Where to store Blobs?
Some days ago I asked "Where **not** to use PostgreSQL?" on this mailing list.
Now I realized: Nobody talked about Blobs.
I guess most people do not store Blobs in PostgresSQL.
Where do you store Blobs?
(In my case Blobs are PDF/image files with size up to 20 MByte.
I do not talk about very big blobs which are several hundret MByte)
--
Thomas Guettler http://www.thomas-guettler.de/
I am looking for feedback: https://github.com/guettli/programming-guidelines
On 3/13/19 7:28 AM, Thomas Güttler wrote:
Some days ago I asked "Where **not** to use PostgreSQL?" on this mailing
list.Now I realized: Nobody talked about Blobs.
I guess most people do not store Blobs in PostgresSQL.
Where do you store Blobs?
Probably the preferred method:
https://www.postgresql.org/docs/11/datatype-binary.html
Another method:
https://www.postgresql.org/docs/11/largeobjects.html
(In my case Blobs are PDF/image files with size up to 20 MByte.
I do not talk about very big blobs which are several hundret MByte)
--
Adrian Klaver
adrian.klaver@aklaver.com
Thomas Güttler wrote:
Now I realized: Nobody talked about Blobs.
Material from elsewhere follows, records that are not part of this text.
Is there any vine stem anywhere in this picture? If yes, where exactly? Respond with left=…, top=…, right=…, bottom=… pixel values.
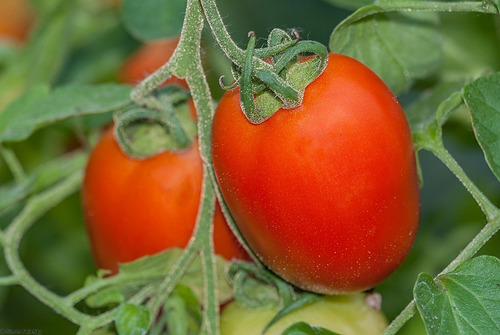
left=424, top=138, right=498, bottom=221
left=0, top=145, right=27, bottom=184
left=383, top=139, right=500, bottom=335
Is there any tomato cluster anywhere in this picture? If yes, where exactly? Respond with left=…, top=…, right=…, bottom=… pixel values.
left=83, top=40, right=419, bottom=294
left=82, top=39, right=248, bottom=272
left=212, top=54, right=419, bottom=294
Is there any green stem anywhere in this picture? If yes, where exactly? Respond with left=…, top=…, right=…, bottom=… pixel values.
left=0, top=145, right=27, bottom=184
left=0, top=276, right=19, bottom=286
left=383, top=139, right=500, bottom=335
left=382, top=300, right=417, bottom=335
left=425, top=138, right=498, bottom=221
left=200, top=0, right=245, bottom=65
left=383, top=211, right=500, bottom=335
left=375, top=0, right=498, bottom=14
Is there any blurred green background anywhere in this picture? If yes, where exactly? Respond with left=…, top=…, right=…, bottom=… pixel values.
left=0, top=0, right=500, bottom=334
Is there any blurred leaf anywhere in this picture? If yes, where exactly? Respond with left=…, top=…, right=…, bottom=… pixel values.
left=324, top=0, right=373, bottom=10
left=115, top=304, right=150, bottom=335
left=414, top=256, right=500, bottom=335
left=0, top=0, right=75, bottom=111
left=405, top=81, right=464, bottom=133
left=330, top=5, right=442, bottom=94
left=86, top=248, right=233, bottom=307
left=440, top=13, right=500, bottom=80
left=0, top=84, right=131, bottom=142
left=163, top=285, right=203, bottom=335
left=263, top=293, right=321, bottom=333
left=463, top=73, right=500, bottom=180
left=0, top=152, right=87, bottom=213
left=282, top=322, right=339, bottom=335
left=122, top=0, right=187, bottom=41
left=58, top=22, right=137, bottom=84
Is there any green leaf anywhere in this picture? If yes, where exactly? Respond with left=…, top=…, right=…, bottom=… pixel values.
left=463, top=73, right=500, bottom=184
left=0, top=84, right=131, bottom=142
left=263, top=293, right=321, bottom=333
left=115, top=303, right=150, bottom=335
left=330, top=5, right=442, bottom=94
left=119, top=248, right=233, bottom=303
left=324, top=0, right=373, bottom=10
left=163, top=284, right=203, bottom=335
left=0, top=152, right=87, bottom=213
left=0, top=0, right=76, bottom=111
left=282, top=322, right=339, bottom=335
left=405, top=81, right=464, bottom=133
left=414, top=256, right=500, bottom=335
left=122, top=0, right=187, bottom=41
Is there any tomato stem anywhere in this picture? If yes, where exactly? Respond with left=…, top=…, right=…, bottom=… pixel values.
left=0, top=145, right=27, bottom=184
left=425, top=138, right=498, bottom=221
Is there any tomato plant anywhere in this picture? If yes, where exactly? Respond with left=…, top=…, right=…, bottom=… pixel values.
left=212, top=54, right=419, bottom=294
left=0, top=0, right=35, bottom=43
left=221, top=294, right=387, bottom=335
left=82, top=124, right=248, bottom=272
left=0, top=0, right=500, bottom=335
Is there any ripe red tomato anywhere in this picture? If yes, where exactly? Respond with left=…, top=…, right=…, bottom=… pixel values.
left=212, top=54, right=419, bottom=294
left=118, top=38, right=188, bottom=88
left=0, top=0, right=35, bottom=43
left=82, top=129, right=248, bottom=272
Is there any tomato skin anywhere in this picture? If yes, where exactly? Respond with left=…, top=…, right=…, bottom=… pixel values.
left=82, top=128, right=248, bottom=272
left=212, top=54, right=419, bottom=294
left=0, top=0, right=35, bottom=43
left=221, top=294, right=387, bottom=335
left=118, top=38, right=188, bottom=89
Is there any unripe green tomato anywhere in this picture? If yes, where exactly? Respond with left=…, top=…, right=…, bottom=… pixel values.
left=221, top=293, right=387, bottom=335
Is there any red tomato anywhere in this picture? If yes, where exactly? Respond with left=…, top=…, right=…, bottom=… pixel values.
left=212, top=54, right=419, bottom=294
left=119, top=38, right=188, bottom=88
left=0, top=0, right=35, bottom=42
left=82, top=129, right=252, bottom=272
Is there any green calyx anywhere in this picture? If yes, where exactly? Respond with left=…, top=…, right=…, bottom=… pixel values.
left=114, top=85, right=196, bottom=159
left=226, top=29, right=328, bottom=124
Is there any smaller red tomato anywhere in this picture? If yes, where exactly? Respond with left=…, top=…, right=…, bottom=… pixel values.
left=82, top=129, right=252, bottom=272
left=119, top=38, right=188, bottom=88
left=0, top=0, right=35, bottom=43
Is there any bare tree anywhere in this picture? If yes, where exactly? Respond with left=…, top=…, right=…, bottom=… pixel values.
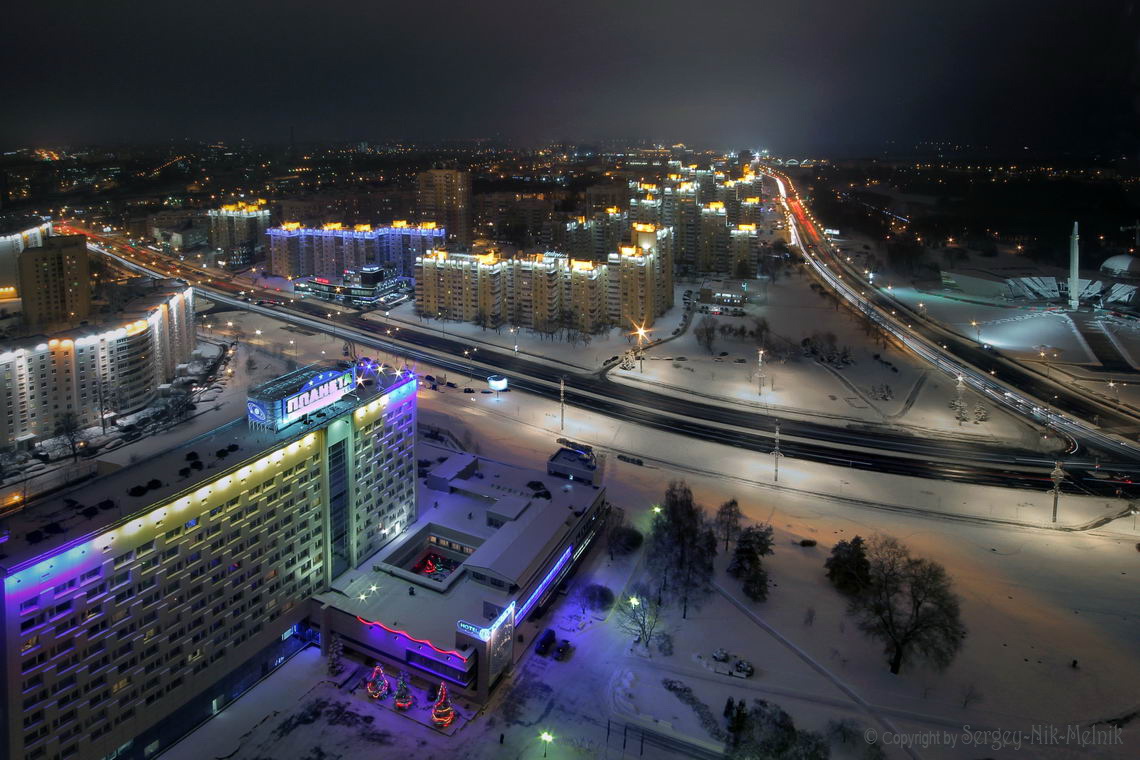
left=713, top=499, right=741, bottom=551
left=693, top=316, right=717, bottom=353
left=648, top=481, right=716, bottom=618
left=849, top=536, right=966, bottom=675
left=616, top=585, right=661, bottom=656
left=55, top=411, right=82, bottom=461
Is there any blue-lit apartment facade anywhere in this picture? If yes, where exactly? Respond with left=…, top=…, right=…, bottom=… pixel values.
left=0, top=360, right=604, bottom=760
left=266, top=221, right=447, bottom=279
I guess most people do not store Blobs in PostgresSQL.
Where do you store Blobs?
(In my case Blobs are PDF/image files with size up to 20 MByte.
I do not talk about very big blobs which are several hundret MByte)
Ideally outside the database, if they are many.
Large databases are harder to backup than large file systems.
If you keep 20MB binaries in the database, you'd use the "bytea" data type.
Yours,
Laurenz Albe
--
Cybertec | https://www.cybertec-postgresql.com
On 3/13/19 9:28 AM, Thomas Güttler wrote:
Some days ago I asked "Where **not** to use PostgreSQL?" on this mailing
list.Now I realized: Nobody talked about Blobs.
I guess most people do not store Blobs in PostgresSQL.
Where do you store Blobs?
(In my case Blobs are PDF/image files with size up to 20 MByte.
I do not talk about very big blobs which are several hundret MByte)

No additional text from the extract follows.